The eradication campaign is supposed to be coupled with an "alternative development" program to encourage farmers to grow crops like pineapples, bananas, coffee, black pepper, oregano and passion fruit on land once devoted to coca.

Though the United States has earmarked $211 million for such projects here in the last decade and helped raise the incomes of a growing number of peasant families, critics say the money is not nearly enough to compensate all of those whose livelihoods have been destroyed by eradication campaigns.

During his Washington visit last year, Mr. Sánchez de Lozada asked for $150 million in added emergency aid, meant among other things to help reduce a yawning government budget deficit that had severely limited spending on social programs.

He got $10 million, and that only after he was nearly toppled in a round of protests in February.

"These are derisory sums that are incommensurate with what is needed," said Jeffrey Sachs, an economist who is director of the Earth Institute at Columbia University and a long-time adviser to Bolivian governments. "The United States has constantly made demands on an impoverished country without any sense of reality or an economic framework and strategy to help them in development."

David N. Greenlee, the American ambassador here, in an interview on Monday, disagreed with the notion that added assistance from Washington would make much difference.

"It's too early to say whether we can provide additional resources," he said. "I think we currently provide substantial resources, and it is possible this new government can be more efficient."

He added, "A few million more from the U.S. isn't going to solve the problems of Bolivia."

At a news conference on Saturday night, less than 24 hours after he was sworn in, Bolivia's new president, Carlos Mesa, said coca eradication had created "a complicated scenario" and hinted that some changes might be in the works.

For Mr. Mesa, who heads a weak interim government, some moderation of the effort may be inevitable if he is to avoid his predecessor's fate and hold off the challenges of opposition figures like Mr. Morales, the leader of the coca growers.

Mr. Morales's position has been enhanced by recent events, despite the United States Embassy's efforts to isolate and discredit him.

In recent years American officials pushed to have Mr. Morales expelled from Congress and indicted for the murder of four policemen in the Chaparé region, his political base and a center of coca cultivation. During last year's presidential campaign, the embassy suggested that Mr.
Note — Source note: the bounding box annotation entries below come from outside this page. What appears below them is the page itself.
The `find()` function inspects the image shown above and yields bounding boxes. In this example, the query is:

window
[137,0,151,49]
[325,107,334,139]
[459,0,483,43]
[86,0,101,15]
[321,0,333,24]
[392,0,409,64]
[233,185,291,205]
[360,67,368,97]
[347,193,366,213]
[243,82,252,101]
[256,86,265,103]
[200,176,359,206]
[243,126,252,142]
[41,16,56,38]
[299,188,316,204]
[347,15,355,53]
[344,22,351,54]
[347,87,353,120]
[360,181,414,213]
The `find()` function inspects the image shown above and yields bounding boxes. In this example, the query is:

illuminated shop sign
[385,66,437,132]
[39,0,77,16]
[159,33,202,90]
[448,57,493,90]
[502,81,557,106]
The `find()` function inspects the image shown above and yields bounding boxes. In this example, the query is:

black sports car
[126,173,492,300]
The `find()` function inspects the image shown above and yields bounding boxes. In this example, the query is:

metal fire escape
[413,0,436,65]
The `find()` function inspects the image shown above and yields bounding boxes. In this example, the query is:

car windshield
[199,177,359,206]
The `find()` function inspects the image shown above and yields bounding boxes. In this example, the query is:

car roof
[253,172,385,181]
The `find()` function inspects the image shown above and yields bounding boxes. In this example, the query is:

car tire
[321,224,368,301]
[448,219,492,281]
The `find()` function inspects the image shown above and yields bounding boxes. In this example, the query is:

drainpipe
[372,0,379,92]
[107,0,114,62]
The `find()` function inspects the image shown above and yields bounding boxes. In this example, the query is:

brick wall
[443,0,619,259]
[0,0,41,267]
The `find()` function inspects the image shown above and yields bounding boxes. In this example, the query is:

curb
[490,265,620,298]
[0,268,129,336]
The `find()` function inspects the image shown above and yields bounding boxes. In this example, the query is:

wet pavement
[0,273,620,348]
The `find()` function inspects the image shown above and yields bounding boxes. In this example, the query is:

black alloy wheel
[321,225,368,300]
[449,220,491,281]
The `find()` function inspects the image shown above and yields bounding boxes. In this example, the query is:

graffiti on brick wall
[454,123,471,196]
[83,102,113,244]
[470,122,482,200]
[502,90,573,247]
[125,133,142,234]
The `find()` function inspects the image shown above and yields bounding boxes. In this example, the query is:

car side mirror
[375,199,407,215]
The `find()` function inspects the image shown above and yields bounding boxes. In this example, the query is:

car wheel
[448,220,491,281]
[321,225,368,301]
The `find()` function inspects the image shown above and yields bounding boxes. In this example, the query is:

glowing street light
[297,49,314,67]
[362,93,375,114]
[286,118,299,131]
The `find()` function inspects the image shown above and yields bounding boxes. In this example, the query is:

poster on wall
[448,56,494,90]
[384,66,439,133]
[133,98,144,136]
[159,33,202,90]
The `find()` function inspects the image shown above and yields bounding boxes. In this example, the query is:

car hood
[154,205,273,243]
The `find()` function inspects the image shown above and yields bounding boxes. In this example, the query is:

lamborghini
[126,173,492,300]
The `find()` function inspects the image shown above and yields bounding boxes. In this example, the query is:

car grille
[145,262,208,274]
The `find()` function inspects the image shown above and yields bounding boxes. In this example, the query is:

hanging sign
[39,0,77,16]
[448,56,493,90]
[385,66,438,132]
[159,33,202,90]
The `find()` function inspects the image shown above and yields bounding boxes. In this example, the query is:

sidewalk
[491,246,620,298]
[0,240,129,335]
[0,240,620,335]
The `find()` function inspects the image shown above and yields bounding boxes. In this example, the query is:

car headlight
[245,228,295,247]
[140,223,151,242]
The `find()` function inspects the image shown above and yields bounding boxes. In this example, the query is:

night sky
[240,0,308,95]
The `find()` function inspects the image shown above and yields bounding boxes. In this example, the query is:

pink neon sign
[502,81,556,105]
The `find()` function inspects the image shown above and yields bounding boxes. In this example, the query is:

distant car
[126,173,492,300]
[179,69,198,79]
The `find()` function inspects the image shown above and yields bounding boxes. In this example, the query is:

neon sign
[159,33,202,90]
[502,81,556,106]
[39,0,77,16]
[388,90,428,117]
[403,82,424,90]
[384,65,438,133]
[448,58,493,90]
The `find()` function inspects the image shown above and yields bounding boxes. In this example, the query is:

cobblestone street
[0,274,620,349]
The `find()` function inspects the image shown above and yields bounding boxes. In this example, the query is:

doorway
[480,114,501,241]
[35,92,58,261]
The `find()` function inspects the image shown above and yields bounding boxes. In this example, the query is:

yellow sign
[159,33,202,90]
Morales's election would be viewed by the United States as a hostile act and would provoke an end to aid to Bolivia.

"That has merely inflated Evo Morales even more and catapulted him into the position he is in now," Dr. Gamarra said, that of a power broker with the capacity to bring down the government. "He has used the coca issue to construct a national movement, with the coca growers as his praetorian guard."

The new government, political analysts and diplomats here said, is in a bind. It may be difficult to keep Mr. Morales at bay if Mr. Mesa does not declare a pause in the eradication effort, but such a move could jeopardize Bolivia's international assistance.

In an interview here on Monday, Dionisio Núñez, a coca grower, member of Congressional and key ally of Mr. Morales, said that their party, the Movement Toward Socialism, intended to demand that the new government modify the laws against coca cultivation, whether the United States likes it or not.

For starters, he said, the opposition wants a recalculation of the areas in which growing coca is legal, as well as an expansion of the places where it is legal to sell coca leaves.

"A new president can't return to a policy of repression and militarization" to combat drugs, Mr. Núñez warned. "There has to be a change, to a policy that is truly Bolivian, not one that is imposed by foreigners with the pretext that eradication will put an end to narcotics trafficking."

Despite Mr. Sánchez de Lozada's fall, the Bush administration seems committed to continuing the policy, with a modest budget in Bolivia.

"We think on balance that our policies and our emphasis on alternative development, together with Bolivian participation and their own policies regarding drugs, have been positive things for Bolivia," Ambassador Greenlee said. "We don't think it is a problem."